Dry Ingredients
- 2 tablespoons whole fennel seed
- 1 tablespoon whole caraway seed
- 2 cups vital wheat gluten flour
- 2 tablespoons granulated onion
- 2 tablespoons paprika
- 1 tablespoon salt
- 1/2 teaspoon ground cloves
- 1 teaspoon ground black pepper (24 twists of the grinder)
Wet Ingredients
- 1 cup cool water
- 1 bouillon cube
- 1/2 cup olive, or canola, or grapeseed oil
- 2 tablespoons molasses
- 1 tablespoon white vinegar
Special Supplies
- Clean kitchen towel, or large double-thick piece of cheesecloth
- Two 6-inch pieces of string
In a 5- or 6-quart saucepan bring 4 quarts water to a simmer.
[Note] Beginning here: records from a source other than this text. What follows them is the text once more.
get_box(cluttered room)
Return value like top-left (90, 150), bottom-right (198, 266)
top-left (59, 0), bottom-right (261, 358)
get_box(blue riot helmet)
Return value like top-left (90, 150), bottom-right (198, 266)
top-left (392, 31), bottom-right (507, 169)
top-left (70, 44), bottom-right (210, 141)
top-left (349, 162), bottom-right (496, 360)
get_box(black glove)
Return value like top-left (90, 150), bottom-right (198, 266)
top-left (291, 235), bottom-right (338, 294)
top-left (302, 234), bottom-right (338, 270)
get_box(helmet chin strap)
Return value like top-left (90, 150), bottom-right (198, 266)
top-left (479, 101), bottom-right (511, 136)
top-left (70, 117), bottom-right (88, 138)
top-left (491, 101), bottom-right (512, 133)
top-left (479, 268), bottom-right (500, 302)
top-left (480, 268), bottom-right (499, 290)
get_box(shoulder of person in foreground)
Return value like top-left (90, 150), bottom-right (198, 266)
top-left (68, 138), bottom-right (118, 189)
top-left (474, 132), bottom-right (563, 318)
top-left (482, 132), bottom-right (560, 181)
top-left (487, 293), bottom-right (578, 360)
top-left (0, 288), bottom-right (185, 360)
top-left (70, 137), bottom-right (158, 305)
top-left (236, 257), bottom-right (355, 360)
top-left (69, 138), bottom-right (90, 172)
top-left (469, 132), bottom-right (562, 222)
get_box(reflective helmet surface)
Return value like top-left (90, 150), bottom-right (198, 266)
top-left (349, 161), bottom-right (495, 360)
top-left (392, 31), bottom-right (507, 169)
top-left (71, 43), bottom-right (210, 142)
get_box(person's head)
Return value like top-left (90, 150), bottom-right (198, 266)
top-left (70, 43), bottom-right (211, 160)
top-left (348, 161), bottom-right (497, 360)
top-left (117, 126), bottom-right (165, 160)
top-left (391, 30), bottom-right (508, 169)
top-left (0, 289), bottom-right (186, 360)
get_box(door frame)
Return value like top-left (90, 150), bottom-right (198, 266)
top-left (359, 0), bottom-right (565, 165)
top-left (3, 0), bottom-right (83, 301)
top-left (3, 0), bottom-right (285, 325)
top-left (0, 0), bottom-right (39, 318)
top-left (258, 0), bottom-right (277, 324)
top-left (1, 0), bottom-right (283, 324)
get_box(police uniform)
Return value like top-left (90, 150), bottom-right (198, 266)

Using a spice mill or mortar and pestle, coarsely grind fennel and caraway. In a large bowl, whisk together dry ingredients and set aside. In a pint-size glass measuring cup add water to the 1/4-cup mark. Microwave just until hot, and dissolve bouillon. Add cold water to the 1-cup mark. Add oil to the 1 1/2-cup mark. Add molasses and vinegar; whisk to combine. Pour the wet into the dry ingredients; mix hands until all are incorporated, but do not knead. Form into a 5 by 8-inch brisket-shaped loaf. Place loaf on towel or cheesecloth and roll up. Tie the ends with string. Place in simmering water, cover, and simmer 1 hour and 15 minutes. Preheat oven to 350 degrees F. Remove roast from liquid and remove cloth. Place roast in a baking pan and bake 20 minutes to brown and firm up the outside. Slice and serve warm, or refrigerate for sandwiches.